Recently, when some old high school friends were planning to come visit, I had asked one them to bring any pictures she had from those days. She said she would, and that she would pack her senior yearbook in her suitcase as well. While I already had a copy of the same yearbook, I told her to go ahead and bring it - partly because I was curious about what I had written to her all those years ago on some page in the back of the book - maybe wishes for a good life ahead and some reference to an inside joke....
One night during her visit, we took out some pictures she had taken, and in one of the pictures, I am wearing a very early 90s-looking, over-sized gray tee shirt. I am sitting on our high school campus outside with a group of friends. I couldn't remember what we were doing that evening though I suddenly recalled temporary shafts of sunlight peeking through a gray overcast evening. My friend told me it was our senior barbecue near the end of high school - that we were there to sign each others' yearbooks. I realized that is where the reoccurring dream came from. I remembered being incredibly happy to be surrounded by my friends during the end-of-the-school-year barbecue and then, as everyone was leaving, standing alone at the top of cement stairs on our high school campus. I remembered so vividly the feeling of being scared that high school was over, of feeling alone in facing the world on my own, and most of all, feeling that some detail was left unfinished.
Consumed with the same emotions that my reoccurring dream had always given me, I asked her if I could see her yearbook and I flipped through it only to discover I had never signed it. Strangely, there was just one spot left in her yearbook - an empty space on a corner of a page in the back that had been waiting for me all these years.

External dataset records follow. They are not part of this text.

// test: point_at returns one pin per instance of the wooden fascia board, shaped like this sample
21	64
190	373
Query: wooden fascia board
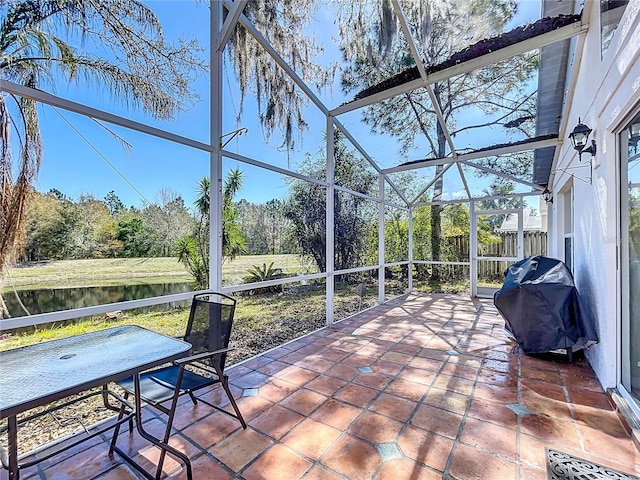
521	147
557	35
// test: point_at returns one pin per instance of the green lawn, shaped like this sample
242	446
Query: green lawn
131	271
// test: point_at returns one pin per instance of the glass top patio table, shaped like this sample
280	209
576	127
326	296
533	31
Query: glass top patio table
39	374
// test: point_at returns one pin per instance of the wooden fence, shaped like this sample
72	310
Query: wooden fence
535	243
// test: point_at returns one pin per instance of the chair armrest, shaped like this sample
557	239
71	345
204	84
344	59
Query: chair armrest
200	356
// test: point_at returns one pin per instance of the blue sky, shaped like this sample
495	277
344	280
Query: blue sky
81	157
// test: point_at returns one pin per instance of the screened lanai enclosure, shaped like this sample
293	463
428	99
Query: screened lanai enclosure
353	151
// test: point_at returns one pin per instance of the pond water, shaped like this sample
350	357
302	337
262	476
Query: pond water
54	299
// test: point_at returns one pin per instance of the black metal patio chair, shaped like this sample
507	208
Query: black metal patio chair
208	331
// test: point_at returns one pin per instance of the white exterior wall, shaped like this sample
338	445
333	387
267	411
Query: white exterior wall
607	90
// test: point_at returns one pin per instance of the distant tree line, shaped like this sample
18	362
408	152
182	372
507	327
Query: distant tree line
62	228
59	227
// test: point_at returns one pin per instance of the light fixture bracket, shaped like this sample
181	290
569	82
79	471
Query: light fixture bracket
579	138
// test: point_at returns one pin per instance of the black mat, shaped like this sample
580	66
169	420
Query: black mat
562	466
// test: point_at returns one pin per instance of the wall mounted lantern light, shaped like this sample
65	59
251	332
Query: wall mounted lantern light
579	138
634	136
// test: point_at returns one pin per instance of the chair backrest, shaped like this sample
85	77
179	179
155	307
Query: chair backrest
210	321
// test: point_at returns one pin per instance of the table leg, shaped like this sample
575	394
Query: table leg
14	468
164	446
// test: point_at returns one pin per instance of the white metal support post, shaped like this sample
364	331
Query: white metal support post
473	250
381	269
330	222
215	167
520	239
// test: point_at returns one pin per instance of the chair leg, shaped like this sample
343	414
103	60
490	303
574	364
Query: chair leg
225	385
167	432
116	430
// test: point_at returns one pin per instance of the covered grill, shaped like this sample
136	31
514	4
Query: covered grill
542	308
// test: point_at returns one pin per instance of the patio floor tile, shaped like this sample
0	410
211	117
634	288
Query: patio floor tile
336	414
469	463
311	438
433	406
241	448
277	421
375	428
353	458
277	462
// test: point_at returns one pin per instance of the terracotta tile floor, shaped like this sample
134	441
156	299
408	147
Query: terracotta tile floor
416	389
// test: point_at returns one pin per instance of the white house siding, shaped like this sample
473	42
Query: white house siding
607	91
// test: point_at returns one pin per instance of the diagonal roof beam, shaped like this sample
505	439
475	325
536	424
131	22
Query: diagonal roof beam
463	177
70	106
502	174
433	180
486	152
562	33
230	22
373	164
246	23
423	73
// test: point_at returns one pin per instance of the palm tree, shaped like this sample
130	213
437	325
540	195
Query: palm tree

And while it seemed silly for a moment to write something to her that I could just tell her over the phone or in an email or a card, it seemed necessary for me to write in that space to tell her how much she meant to me.
I told her about the dream and told her of the memory that had just come flooding back - that I realized the unexplained regret I had felt in the dream was that I never got to write the words to her that I meant to in real life. I think she had left early from the barbecue that evening all those years ago because she had another event to be at, and that was why I didn't get a chance to sign her yearbook. As all the dots connected, it began to seem like I had been intentional about standing on those steps and letting those emotions, although somewhat painful, freely wash over me. And it resonated with me intensely when she said it out loud and confirmed it - that maybe I had done that on purpose. I intuitively knew to set into motion a lesson that I would need to learn many years later. I was standing on those steps in 1995, creating some snapshot image in my mind to be filed away only in my dreams until, in real life, I was ready to learn that there is no longer a need to live in regret because of the unexpected second chances that can come our way.
The rest of that recent night with my friend was filled with talk about quantum physics, and wormholes in the outer regions of the universe where people send themselves message through time, like:
Stop doubting. Stop fearing. Stop regretting.
Our recent late summer visit came to an end, and after several weeks went by, there was some busy fall afternoon where I paused from the work of my day and suddenly realized that the reoccurring dream, after all these years, had finally gone away. The lesson had been learned, the loose end had been tied up. That same evening, I was looking in the mirror when something caught my attention - my first gray hairs were making an appearance on the top of my head. I am learning the lessons in life I am supposed to, just in time.